Entraînement de robots par LLM : génération automatisée de données via l'augmentation de démonstrations
Des chercheurs de Carnegie Mellon University ont publié LLM Trainer (arXiv:2509.20070v2), un pipeline entièrement automatisé capable de transformer une poignée de démonstrations humaines, aussi peu qu'une seule, en un large jeu de données pour l'apprentissage par imitation robotique. Le système décompose la génération de nouvelles démonstrations en deux étapes : une annotation hors-ligne qui extrait des keyframes, des objets saillants et des relations pose-objet à partir des trajectoires originales, puis un retargeting de keyposes en ligne qui adapte ces keyframes à un nouvel environnement à partir d'une simple observation initiale. Le pipeline déforme ensuite géométriquement la trajectoire originale pour en produire une nouvelle, l'exécute sur le robot, et ne conserve les données que si l'exécution est concluante. Pour optimiser la qualité des annotations, réutilisables d'une scène à l'autre, l'équipe intègre un mécanisme de Thompson sampling qui améliore significativement le taux de succès. Les validations ont été conduites sur un bras Franka Emika Panda.

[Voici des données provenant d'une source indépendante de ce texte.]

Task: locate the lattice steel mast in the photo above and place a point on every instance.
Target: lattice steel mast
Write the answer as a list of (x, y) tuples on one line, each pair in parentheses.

L'enjeu est structurant pour l'imitation learning en robotique industrielle : le goulot d'étranglement reste la collecte coûteuse de démonstrations humaines. LLM Trainer propose de contourner ce problème en mobilisant la connaissance du monde embarquée dans les LLMs pour générer des variantes de scènes plausibles sans intervention humaine supplémentaire. Les résultats montrent que la méthode d'annotation LLM surpasse systématiquement des baselines conçues par des experts humains. L'approche d'ensemble, combinant un plan feed-forward LLM optimisé et un contrôleur par imitation en feedback, ouvre une piste vers des politiques plus robustes à la variabilité des environnements réels, ce qui intéresse directement les intégrateurs confrontés à des lignes de production hétérogènes.
Ce travail s'inscrit dans une tendance forte en manipulation robotique : réduire la dépendance aux données humaines via l'augmentation synthétique, après des approches comme RoboAgent, DemoAugment ou les pipelines sim-to-real de Google DeepMind. Carnegie Mellon reste un acteur central de cet espace, aux côtés de Stanford (Mobile ALOHA), Berkeley (RoboVerse) et du MIT. Pour l'heure, LLM Trainer est uniquement validé sur un seul modèle de bras dans des conditions de laboratoire, ce qui laisse ouverte la question du passage à l'échelle vers des robots humanoïdes ou des environnements moins structurés. La version v2 publiée sur arXiv suggère des révisions post-soumission, probablement en vue d'une conférence comme CoRL 2025 ou ICRA 2026.